Na visão de quem aponta a IA como principal culpada, a ideia é que ferramentas de automação e sistemas de IA estariam substituindo tarefas de entrada em áreas como atendimento, suporte administrativo, marketing básico e até programação inicial. Isso poderia reduzir vagas “de primeiro emprego”, que tradicionalmente eram portas de entrada para jovens.
Mas a leitura econômica mais ampla costuma relativizar isso. Em geral, os principais fatores destacados são:
O primeiro é o ciclo econômico. Quando há crescimento mais lento, inflação alta ou juros elevados (como ocorreu em vários países nos últimos anos), as empresas naturalmente contratam menos — e os jovens são os mais afetados, porque são os últimos a entrar.
O segundo é a falta de experiência exigida. Muitas vagas pedem experiência prévia até para funções básicas, o que cria um “paradoxo do primeiro emprego”. Isso não é novo e já existia muito antes da popularização da IA generativa.

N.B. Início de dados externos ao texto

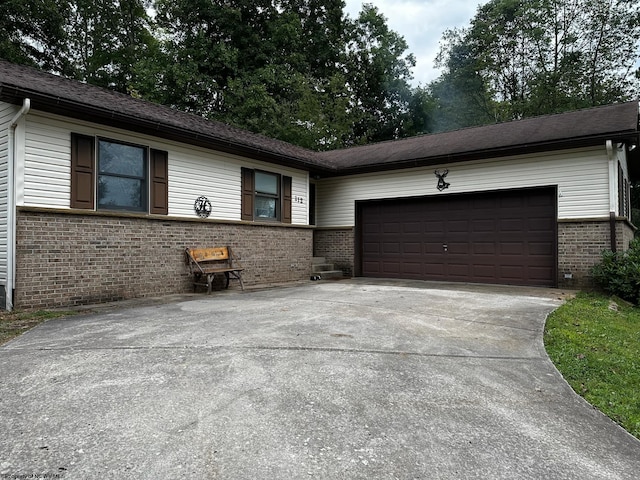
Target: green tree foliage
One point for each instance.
(618, 273)
(298, 70)
(541, 56)
(106, 40)
(378, 73)
(32, 33)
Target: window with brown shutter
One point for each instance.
(265, 196)
(82, 171)
(286, 199)
(118, 176)
(247, 194)
(159, 182)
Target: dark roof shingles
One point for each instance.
(504, 137)
(571, 126)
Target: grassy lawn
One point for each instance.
(594, 341)
(14, 323)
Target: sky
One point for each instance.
(421, 23)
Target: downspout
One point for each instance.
(11, 204)
(613, 194)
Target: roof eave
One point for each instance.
(563, 144)
(82, 111)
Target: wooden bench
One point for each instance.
(206, 263)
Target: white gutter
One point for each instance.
(613, 193)
(11, 204)
(613, 177)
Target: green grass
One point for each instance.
(594, 341)
(14, 323)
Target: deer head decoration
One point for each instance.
(442, 185)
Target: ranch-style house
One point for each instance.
(100, 194)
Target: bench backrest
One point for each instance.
(208, 254)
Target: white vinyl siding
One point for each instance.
(47, 167)
(7, 111)
(193, 171)
(580, 174)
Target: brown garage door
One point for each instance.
(506, 237)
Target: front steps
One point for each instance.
(320, 268)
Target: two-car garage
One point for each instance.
(503, 237)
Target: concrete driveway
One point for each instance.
(347, 380)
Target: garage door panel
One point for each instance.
(411, 227)
(412, 248)
(491, 237)
(544, 249)
(484, 248)
(370, 248)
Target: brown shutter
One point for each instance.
(286, 199)
(82, 171)
(247, 194)
(159, 182)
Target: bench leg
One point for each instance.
(210, 282)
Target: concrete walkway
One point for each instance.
(347, 380)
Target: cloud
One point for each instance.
(422, 24)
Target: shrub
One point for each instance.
(619, 272)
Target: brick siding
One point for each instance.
(580, 246)
(73, 259)
(336, 245)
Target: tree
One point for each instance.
(547, 56)
(106, 40)
(378, 72)
(32, 33)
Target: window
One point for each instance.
(122, 176)
(265, 196)
(624, 194)
(118, 176)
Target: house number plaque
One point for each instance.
(202, 207)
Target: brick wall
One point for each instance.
(336, 245)
(70, 259)
(580, 245)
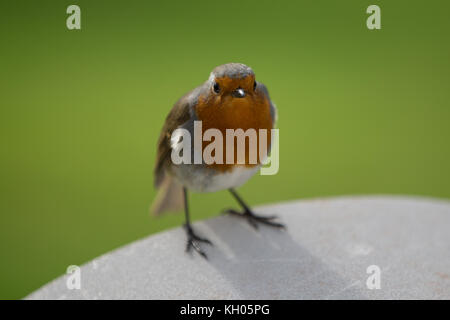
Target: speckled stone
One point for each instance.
(324, 254)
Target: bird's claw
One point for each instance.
(253, 219)
(193, 242)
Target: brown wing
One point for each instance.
(179, 114)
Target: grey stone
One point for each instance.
(324, 254)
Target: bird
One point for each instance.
(230, 98)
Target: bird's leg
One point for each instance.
(252, 218)
(192, 239)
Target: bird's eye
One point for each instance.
(216, 87)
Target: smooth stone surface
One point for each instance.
(324, 254)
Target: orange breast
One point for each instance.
(225, 112)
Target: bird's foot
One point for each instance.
(254, 219)
(193, 241)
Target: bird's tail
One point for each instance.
(169, 196)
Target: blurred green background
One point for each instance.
(360, 112)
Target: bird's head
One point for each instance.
(232, 81)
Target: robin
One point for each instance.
(229, 99)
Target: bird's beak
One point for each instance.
(238, 93)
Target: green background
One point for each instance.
(360, 112)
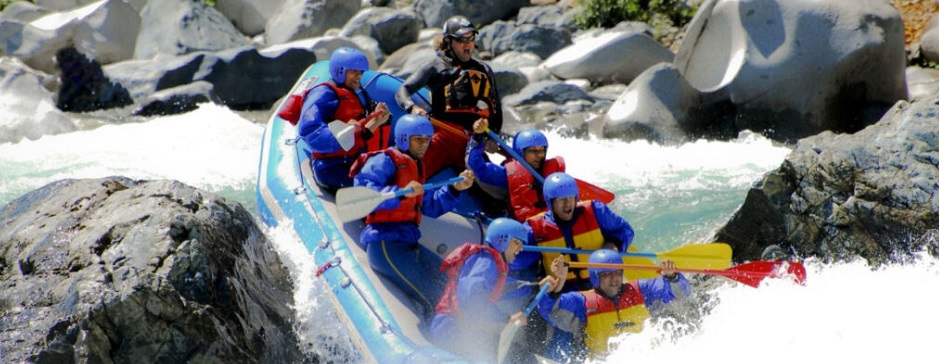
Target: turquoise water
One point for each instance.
(671, 196)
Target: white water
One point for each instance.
(846, 312)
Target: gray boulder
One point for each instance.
(547, 91)
(392, 29)
(300, 19)
(480, 12)
(105, 31)
(656, 107)
(29, 107)
(176, 27)
(116, 270)
(796, 68)
(249, 16)
(502, 36)
(607, 57)
(873, 194)
(177, 100)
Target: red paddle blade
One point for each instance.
(589, 191)
(753, 273)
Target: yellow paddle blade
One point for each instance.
(699, 256)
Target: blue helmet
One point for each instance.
(457, 26)
(410, 125)
(528, 138)
(605, 256)
(559, 184)
(502, 230)
(344, 59)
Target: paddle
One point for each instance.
(345, 133)
(697, 256)
(751, 273)
(587, 190)
(508, 333)
(357, 202)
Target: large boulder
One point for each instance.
(175, 27)
(84, 85)
(607, 57)
(105, 31)
(300, 19)
(249, 16)
(480, 12)
(873, 194)
(796, 68)
(392, 29)
(116, 270)
(29, 107)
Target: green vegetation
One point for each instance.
(607, 13)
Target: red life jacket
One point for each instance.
(586, 233)
(606, 318)
(406, 170)
(524, 196)
(449, 304)
(349, 108)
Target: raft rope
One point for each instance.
(336, 261)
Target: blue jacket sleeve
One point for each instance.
(660, 289)
(375, 174)
(477, 279)
(319, 107)
(567, 312)
(613, 227)
(487, 172)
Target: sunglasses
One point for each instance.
(465, 40)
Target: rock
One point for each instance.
(392, 29)
(29, 107)
(300, 19)
(547, 91)
(502, 36)
(116, 270)
(873, 194)
(176, 27)
(105, 31)
(480, 12)
(655, 106)
(177, 100)
(249, 16)
(607, 57)
(796, 68)
(84, 85)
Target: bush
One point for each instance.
(608, 13)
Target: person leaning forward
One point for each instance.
(341, 99)
(391, 233)
(469, 318)
(462, 90)
(525, 197)
(573, 224)
(582, 322)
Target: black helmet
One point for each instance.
(457, 27)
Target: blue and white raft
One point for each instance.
(383, 327)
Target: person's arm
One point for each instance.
(420, 78)
(487, 172)
(445, 199)
(477, 279)
(615, 229)
(495, 118)
(319, 107)
(375, 174)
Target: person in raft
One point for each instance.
(524, 192)
(391, 232)
(341, 98)
(582, 322)
(469, 318)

O terceiro é a transformação do próprio mercado de trabalho. Algumas funções realmente desaparecem com automação, mas outras surgem. O problema é o “descompasso”: a formação e as habilidades dos jovens nem sempre acompanham a velocidade dessas mudanças.
E há ainda fatores como informalidade, mudanças no modelo de trabalho (mais freelance e plataformas digitais) e diferenças regionais fortes — especialmente em países como o Brasil.
Em resumo: a IA pode estar influenciando algumas áreas específicas, mas a maioria dos economistas vê o desemprego juvenil como resultado de um conjunto de fatores econômicos e estruturais, não de uma única tecnologia.